Livestrong started in 2004 as a yellow wrist bracelet released by The Lance Armstrong Foundation shortly before Armstrong’s sixth Tour de France victory. The Livestrong bracelets came to symbolize the cancer foundation and its global fight against cancer. In the wake of Armstrong being accused of taking performance-enhancing drugs, The Lance Armstrong Foundation is officially changing its name to the Livestrong Foundation.

Lance Armstrong has not officially responded to the allegations, but many of his friends and co-workers have turned on him, prompting all of Armstrong’s major sponsors to cancel their contracts with him.

An official spokesman for Armstrong declined to comment on the name change.

According to The Wall Street Journal, Mark McKinnon, a board member of the charity, said “the cause and the organization had to have its own independent persona,” and that Armstrong was actually “one of the chief architects” of the effort to separate the organization from the identity of its founder. “It’s the noble thing to do, designed to protect the organization he cares so much about,” McKinnon said.

“The foundation is counting on him to remain an active advocate in the global cancer movement, and we certainly welcome his participation, however he chooses to be involved,” said Livestrong spokeswoman Katherine McLane over at USA Today.

Since Lance Armstrong stepped down as Livestrong’s chairman, ending his relationship with Livestrong completely, the cancer organization has decided to appoint new leadership.
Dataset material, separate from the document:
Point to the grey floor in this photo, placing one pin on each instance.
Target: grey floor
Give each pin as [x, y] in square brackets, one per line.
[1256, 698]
According to MSNBC, Kenya Johnson will become vice president of programs and Heather Wajer will serve as vice president of marketing.

“We are excited to add both Heather Wajer and Kenya Johnson to the Livestrong team,” said Livestrong executive vice president of operations Andy Miller. “Their unique backgrounds and experiences will help them bring a fresh perspective to the organization, moving it forward to continue to serve individuals with cancer worldwide.”

Fortunately for the Livestrong Foundation, and cancer-fighters everywhere, only eight donors have asked for refunds after the Lance Armstrong drug scandal. In fact, Livestrong says donations have increased seven percent since August 23, when the U.S. Anti-Doping Agency (USADA) announced it would strip Armstrong of his seven titles in the Tour de France. Even since mid-October, when the USADA released their evidence, donations having been rising by 15 percent.

I’m glad to see Livestrong Foundation stand strong even after their founder fell into disgrace. Let us hope their fight against cancer helps find a solution.